The bridges of Kaliningrad (Königsberg)
Kaliningrad is a city located in the Russian exclave between Poland and Lithuania on the Baltic Sea. Suppose you are on vacation in this beautiful city and you are having a walk along the banks of river Pregol. As you walk towards the center of the city you see the small green island where the Cathedral of Königsberg is located. Probably many people have their walk on this small island, but how many actually know about the importance of this small island for modern mathematics?
Almost three hundred year ago, in 1736, the bridges surrounding this small island lead the great mathematician Euler to lay the foundations of graph theory, a field of mathematics that has grown immensely in the last decades!
Continuing your walk along the river you decide you want to make a small tour in this part of the city, you take the map of the city and you observe that there are five bridges connecting the different parts of the city with the island. What more natural to try and make a route passing from all bridges but only once from each one, this way you explore the whole area, you can walk on all the old bridges (three of the five) and also not spend too much time going back and forth.
You immediately locate the five bridges on the map and you start trying to find a route passing from all the bridges but only once from each one. For easiness you depict the bridges, the island and the three parts of the city on a piece of paper using the following simple illustration
After some trials you find a route, follow the bridges as the colors indicate, Red - Blue - Yellow - Green - Purple!
As you were standing in area D, by mere chance, this seemed like a good plan!
Is it possible to find a route passing from all bridges once for all possible starting regions A,B,C and D? Why is it possible (or not) to find such a route when you start from a specific region?
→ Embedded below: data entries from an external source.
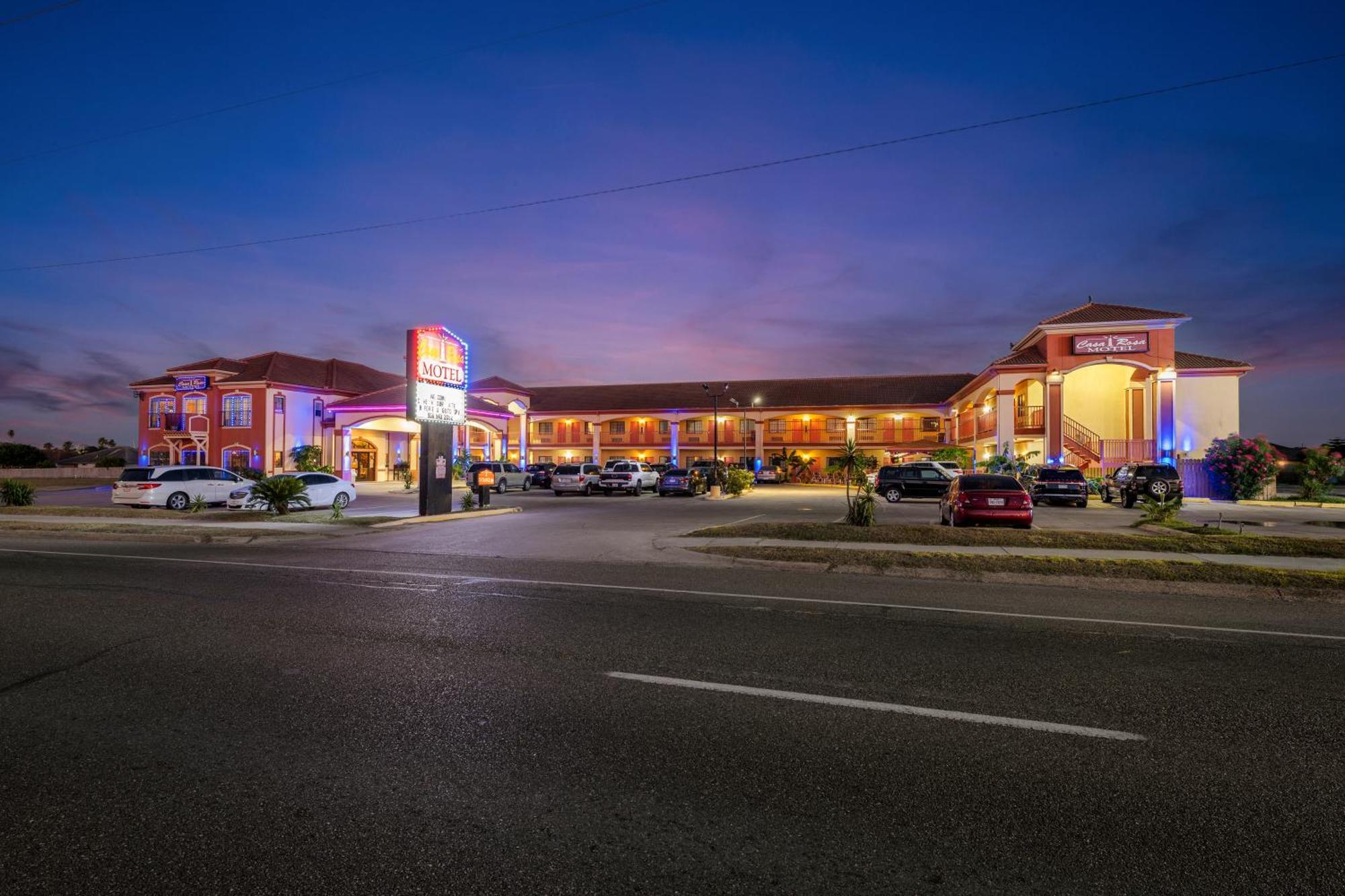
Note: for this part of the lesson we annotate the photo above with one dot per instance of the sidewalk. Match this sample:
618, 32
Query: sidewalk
1315, 564
185, 521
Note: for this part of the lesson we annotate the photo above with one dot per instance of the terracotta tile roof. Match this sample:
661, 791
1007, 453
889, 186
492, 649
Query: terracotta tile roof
1104, 313
396, 397
825, 392
498, 384
1191, 361
1031, 356
212, 364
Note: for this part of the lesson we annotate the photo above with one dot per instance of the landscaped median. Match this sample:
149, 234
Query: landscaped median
1256, 565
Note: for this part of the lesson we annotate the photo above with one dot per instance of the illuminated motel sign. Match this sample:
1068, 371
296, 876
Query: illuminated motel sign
436, 377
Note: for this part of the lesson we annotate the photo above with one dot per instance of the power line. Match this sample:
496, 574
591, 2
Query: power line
718, 173
37, 13
333, 83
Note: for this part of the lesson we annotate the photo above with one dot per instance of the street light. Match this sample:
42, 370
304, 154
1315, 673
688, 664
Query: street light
715, 425
755, 401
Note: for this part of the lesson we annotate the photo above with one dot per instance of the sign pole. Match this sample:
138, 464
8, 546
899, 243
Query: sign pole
436, 399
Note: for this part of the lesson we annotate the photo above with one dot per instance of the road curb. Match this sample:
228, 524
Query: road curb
455, 517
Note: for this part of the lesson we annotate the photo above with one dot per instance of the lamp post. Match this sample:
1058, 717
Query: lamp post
744, 455
715, 425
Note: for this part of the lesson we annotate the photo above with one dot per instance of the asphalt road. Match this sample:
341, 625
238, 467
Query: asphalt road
348, 719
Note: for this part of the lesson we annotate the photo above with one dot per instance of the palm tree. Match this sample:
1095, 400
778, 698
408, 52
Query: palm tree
852, 464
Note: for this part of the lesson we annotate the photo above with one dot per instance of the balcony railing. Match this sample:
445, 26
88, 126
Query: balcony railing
1030, 417
236, 419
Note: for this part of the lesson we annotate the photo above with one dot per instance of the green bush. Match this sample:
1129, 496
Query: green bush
282, 494
863, 507
17, 494
1242, 466
1320, 470
1159, 510
739, 481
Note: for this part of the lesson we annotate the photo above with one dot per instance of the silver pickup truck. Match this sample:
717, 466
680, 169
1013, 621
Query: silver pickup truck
630, 477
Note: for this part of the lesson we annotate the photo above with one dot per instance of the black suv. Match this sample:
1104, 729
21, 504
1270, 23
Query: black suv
1061, 483
1133, 482
909, 481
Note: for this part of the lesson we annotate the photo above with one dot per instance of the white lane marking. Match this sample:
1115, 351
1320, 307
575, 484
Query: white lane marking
1008, 721
362, 584
465, 579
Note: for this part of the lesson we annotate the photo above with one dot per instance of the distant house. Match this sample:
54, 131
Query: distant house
92, 458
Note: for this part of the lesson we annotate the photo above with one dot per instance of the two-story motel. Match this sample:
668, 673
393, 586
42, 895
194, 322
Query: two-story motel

Hint to Exercise 1: Every region has a certain number of bridges connected to it, A has 2, B has 3, C has 2 and D has 3. Starting from a region with an even, or an odd respectively, number of bridges is important.
After your walk, you have visited the Cathedral on the small island and you go and sit to a café to read a little bit more about the city. Browsing your guide you reach the chapter about the history of the city. Before World War II the city was named Königsberg and there were seven bridges instead of five, but two of the bridges were bombed during the war. Hence before World War II the route you have just found would not have worked due to the two additional bridges you should have taken into account!
In this map from 1902 you observe that there were five bridges connecting the island with the main parts of the city, instead of three. Hence the bridges, the island and the three districts can be illustrated as follows
You start wondering, would it be possible for a traveler in 1900 to cross from all the bridges just once? Euler was wondering exactly the same thing in 1736 when he solved this problem!
Exercise 2: Is it possible to find a route, starting from some arbitrary point on the map, and traversing all bridges only one time?
Hint to Exercise 2: All regions have an odd number of bridges connected to them. What does this mean for such a route?